Pour commencer, la graine de moutarde évoque un immense potentiel de croissance. Alors qu’elle est la plus petite des plantes potagères, elle peut devenir un grand arbre…  Toute l’histoire sainte en témoigne : « ce qu’il y a de faible dans le monde, voilà ce que Dieu a choisi, pour couvrir de confusion ce qui est fort ; ce qui est d’origine modeste, méprisé dans le monde, ce qui n’est pas, voilà ce que Dieu a choisi, pour réduire à rien ce qui est ; ainsi aucun être de chair ne pourra s’enorgueillir devant Dieu » (1Co 1,27-29) Abraham était un homme déjà très âgé et stérile lorsqu’il fut appelé à devenir le père des croyants. David était un jeune berger, le plus jeune de la fratrie, lorsqu’il fut choisi par Dieu et qu’il partit combattre le géant Goliath. Marie était une jeune fille adolescente lorsqu’elle fut appelée par l’ange à devenir la mère du Fils de Dieu. A la mort de Jésus, l’Eglise n’était constituée que de quelques disciples, la plupart l’ayant abandonné avant sa Passion, et elle a enfanté depuis des milliards d’enfants. La rencontre de saint François et du sultan à Damiette sembla un échec, mais elle a sans doute permis la présence des Franciscains en Terre Sainte depuis 800 ans…

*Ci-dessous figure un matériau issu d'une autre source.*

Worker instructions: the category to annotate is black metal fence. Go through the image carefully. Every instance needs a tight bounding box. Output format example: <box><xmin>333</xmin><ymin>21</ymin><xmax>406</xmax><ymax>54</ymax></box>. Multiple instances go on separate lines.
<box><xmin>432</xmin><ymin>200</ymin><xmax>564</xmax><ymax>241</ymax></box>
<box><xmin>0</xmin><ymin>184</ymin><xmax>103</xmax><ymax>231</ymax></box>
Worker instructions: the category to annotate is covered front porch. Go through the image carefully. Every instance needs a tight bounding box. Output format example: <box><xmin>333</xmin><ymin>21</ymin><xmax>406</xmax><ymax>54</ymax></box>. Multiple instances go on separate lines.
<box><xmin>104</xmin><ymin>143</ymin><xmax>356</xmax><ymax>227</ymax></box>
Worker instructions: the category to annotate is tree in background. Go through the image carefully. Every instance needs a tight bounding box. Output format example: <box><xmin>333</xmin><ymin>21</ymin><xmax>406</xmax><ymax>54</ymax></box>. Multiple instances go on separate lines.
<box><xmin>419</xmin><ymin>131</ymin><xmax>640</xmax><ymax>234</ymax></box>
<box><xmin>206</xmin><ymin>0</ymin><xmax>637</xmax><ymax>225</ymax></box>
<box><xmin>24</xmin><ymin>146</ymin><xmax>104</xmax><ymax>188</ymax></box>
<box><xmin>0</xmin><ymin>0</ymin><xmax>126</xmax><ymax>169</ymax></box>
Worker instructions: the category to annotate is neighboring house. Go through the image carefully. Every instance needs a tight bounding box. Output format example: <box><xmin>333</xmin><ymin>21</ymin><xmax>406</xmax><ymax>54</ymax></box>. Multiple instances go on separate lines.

La foi est une graine qui recèle ainsi d’un immense potentiel de croissance, mais encore faut-il l’arroser, c’est-à-dire poser des actes de foi ! Un muscle qui n’est jamais utilisé s’atrophie rapidement. C’est ainsi que Paul écrit à Timothée, qu’il avait ordonné évêque pour diriger l’Eglise d’Ephèse : « Fils bien-aimé, je te rappelle que tu dois réveiller en toi le don de Dieu que tu as reçu quand je t’ai imposé les mains. Car ce n’est pas un esprit de peur que Dieu nous a donné, mais un esprit de force, d’amour et de raison. » (2° lect.) Alors que la présomption vise des buts trop élevés, le manque de foi empêche de faire ce dont on est capable. Souvenons-nous du roi Acaz, qui refuse de demander un signe au Seigneur alors que le Seigneur Lui-même lui demande de le faire[i].

 

Deuxièmement, la graine de moutarde évoque la saveur. Elle peut relever des aliments fades. Cette saveur est celle de la sagesse (de sapere, goûter en latin). Notre foi donne de la saveur à notre vie. Saint Luc écrit de Jésus enfant qu’il « grandissait en sagesse, en taille et en grâce, devant Dieu et devant les hommes » (Lc 2,52). En l’écoutant dans leur synagogue, les habitants de Nazareth s’étonnent : « Quelle est cette sagesse qui lui a été donnée, et ces grands miracles qui se réalisent par ses mains ? » (Mc 6,2) Et lorsque les gardes qui doivent l’arrêter refusent de le faire, ils disent à ceux qui les ont envoyés : « Jamais un homme n’a parlé de la sorte ! » (Jn 7,46)… Si Zachée, la Samaritaine ou la femme pécheresse se sont convertis, c’est parce que le Christ a donné de la saveur à leur vie auparavant insipide. Si beaucoup de nos contemporains perdent le goût de la vie, l’actualité nous l’a rappelé plusieurs fois ces dernières semaines, c’est peut-être parce qu’ils n’ont pas pu mettre dans le plat de leur vie les graines de moutardes de la sagesse du Christ.

 

Enfin, la graine de moutarde évoque un pouvoir de guérison. Depuis l’antiquité au moins, on l’utilise dans des cataplasmes qu’on applique sur la poitrine pour soigner les bronchites et autres affections respiratoires. Elle est aussi un excellent dépuratif et, grâce à sa vitamine C, elle donne du tonus et  renforce les défenses immunitaires… Jésus a guéri beaucoup de corps. N’oublions pas que le mot salut a la même racine que le mot santé. L’impératif latin « salve », qui signifie : « porte-toi bien», a donné le mot salut. Mais le Christ veut guérir surtout les âmes. A Lourdes, on assiste chaque année à des guérisons physiques, mais combien de guérisons spirituelles ont lieu ? Notre archevêque a demandé à toutes les paroisses de Paris d’organiser des soirées de guérison – nous le ferons nous-mêmes dans quelques mois – parce qu’il a pris conscience que beaucoup de nos contemporains sont malades dans leur corps ou dans leur âme, et parfois dans les deux…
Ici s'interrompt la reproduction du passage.